El pluralismo se ha convertido en el criterio rector de la política y también de la moral: hay una moral pluralista que no quiere ser relativista y que huye de sus propias consecuencias en pos del convencionalismo, es decir, del consensualismo ético. Luego la justicia es lo que resulte del consenso entre los participantes[141]. “El pluralismo –escribe Kekes– centra su atención en los valores como constituyentes de la buena vida. Son buenos por la satisfacción personal y el mérito moral que poseen. Estos componentes de realización de lo bueno dependen de la comprensión de las posibilidades que razonablemente podemos evaluar”. Esto es, la e valuación de las posibilidades conduce a una elección de los valores realizables para evitar el conflicto. Luego, los valores éticos son “opcionales” y, por cierto, la justicia lo será, porque lo más importante es la libertad de que dispongamos para construir nuestra propia vida, porque nuestros semejantes se beneficiarán de todas nuestras experiencias vitales[142].

 

10. Conclusión

§36. Entre el viejo y el nuevo liberalismo se pueden observar cambios, como sucede a toda ideología con el paso del tiempo. Pero son superficiales, si se quiere de enfoque o teóricos, siempre con el objetivo de re n ovar la vitalidad de la ideología. El paso del tiempo no ha significado, sin embargo, ningún cambio respecto de repudio liberal por la tradicional noción de bien común. En el texto que he ofrecido creo que se comprueba que de Hobbes y Locke a Nozick y Rawls, el bien común no tiene cabida en el liberalismo, salvo que lo confundamos con el interés general o el bienestar colectivo u otro concepto semejante, que los liberales están dispuestos a emplear, en algunos casos a duras penas.

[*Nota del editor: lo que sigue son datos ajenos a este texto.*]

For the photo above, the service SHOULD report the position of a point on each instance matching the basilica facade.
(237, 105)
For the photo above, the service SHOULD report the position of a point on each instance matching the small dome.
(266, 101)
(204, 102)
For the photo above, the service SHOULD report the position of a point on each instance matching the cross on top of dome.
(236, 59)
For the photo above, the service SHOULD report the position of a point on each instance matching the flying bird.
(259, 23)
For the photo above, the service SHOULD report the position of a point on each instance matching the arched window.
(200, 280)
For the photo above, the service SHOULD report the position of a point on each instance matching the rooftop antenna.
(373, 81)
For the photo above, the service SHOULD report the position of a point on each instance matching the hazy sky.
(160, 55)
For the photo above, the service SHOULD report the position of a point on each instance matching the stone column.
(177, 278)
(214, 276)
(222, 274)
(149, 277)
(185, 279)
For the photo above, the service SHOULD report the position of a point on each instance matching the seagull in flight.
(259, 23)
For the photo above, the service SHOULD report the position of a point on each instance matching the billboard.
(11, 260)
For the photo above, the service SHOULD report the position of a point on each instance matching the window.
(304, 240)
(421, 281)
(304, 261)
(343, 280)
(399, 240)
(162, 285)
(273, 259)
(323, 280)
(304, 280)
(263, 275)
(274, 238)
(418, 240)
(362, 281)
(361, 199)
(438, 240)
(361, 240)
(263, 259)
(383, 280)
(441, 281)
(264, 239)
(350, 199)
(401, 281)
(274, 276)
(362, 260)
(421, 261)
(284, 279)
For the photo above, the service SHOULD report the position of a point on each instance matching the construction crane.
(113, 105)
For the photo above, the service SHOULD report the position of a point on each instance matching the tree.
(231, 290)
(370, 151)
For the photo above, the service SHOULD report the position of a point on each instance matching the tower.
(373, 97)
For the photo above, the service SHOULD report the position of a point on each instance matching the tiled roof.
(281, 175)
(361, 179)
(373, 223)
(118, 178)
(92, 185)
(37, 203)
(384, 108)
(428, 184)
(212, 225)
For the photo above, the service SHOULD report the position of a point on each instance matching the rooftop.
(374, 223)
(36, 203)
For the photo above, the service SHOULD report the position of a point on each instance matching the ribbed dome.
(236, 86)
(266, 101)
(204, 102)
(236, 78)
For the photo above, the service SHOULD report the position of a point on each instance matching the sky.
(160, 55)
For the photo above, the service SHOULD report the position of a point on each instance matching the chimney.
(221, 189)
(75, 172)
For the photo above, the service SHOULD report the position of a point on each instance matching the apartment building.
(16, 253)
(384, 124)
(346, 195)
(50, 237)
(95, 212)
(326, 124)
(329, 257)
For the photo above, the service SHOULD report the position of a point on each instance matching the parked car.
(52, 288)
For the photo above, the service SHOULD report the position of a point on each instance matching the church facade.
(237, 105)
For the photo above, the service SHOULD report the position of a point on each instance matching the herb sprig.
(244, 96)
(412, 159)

Es que la incompatibilidad entre los extremos que he considerado está en la raíz del liberalismo. Como han señalado Ferry y Renaut, es propio de los siglos XVIII y XIX que las declaraciones liberales de derechos se piensen a partir de “una esencia abstracta del hombre”, y que esta “idea indeterminada del hombre en su calidad de hombre”, constituya un “valor superior a todas las determinaciones que haya impreso en él la época, la categoría social o la sujeción universal”[143]. Habría que aclarar, no obstante, que se trata de una abstracción selectiva, que toma del hombre lo que es necesario a la ideología. Y tal perspectiva deformada de lo que es la persona humana perdura en los intentos de remozamiento del liberalismo en el siglo XX.

Es decir, se trata de un individualismo metodológico, de una unidad primaria y última de análisis y construcción. Kant fue quien, en sede filosófica, mejor definió esta idea abstracta (moral, optimista y racional) de la naturaleza humana liberal cuando, al exponer el principio universal a priori del derecho, lo entiende como un entramado de libertades, en el que la libertad de cada uno se armoniza con la de los demás, según una ley general de libertad). Así[144] se hace comprensible la máxima liberal que afirma que “cada hombre es el mejor juez de su propio interés” (Bentham) pues, como ser racional y moral, es él el único capacitado para comprender ese interés, afianzarlo y perseguirlo. Es por ello que el liberalismo decimonónico sostendrá que la “lógica del interés personal” conduce a la armonización de esos intereses, de tal modo que cuando un individuo se ocupa de sus propios asuntos contribuye a los intereses del conjunto (A. Smith) o a la utilidad común (Bentham)[145]. En el siglo XX Hayek y otros prosélitos del orden espontáneo han continuado esta vertiente ideológica.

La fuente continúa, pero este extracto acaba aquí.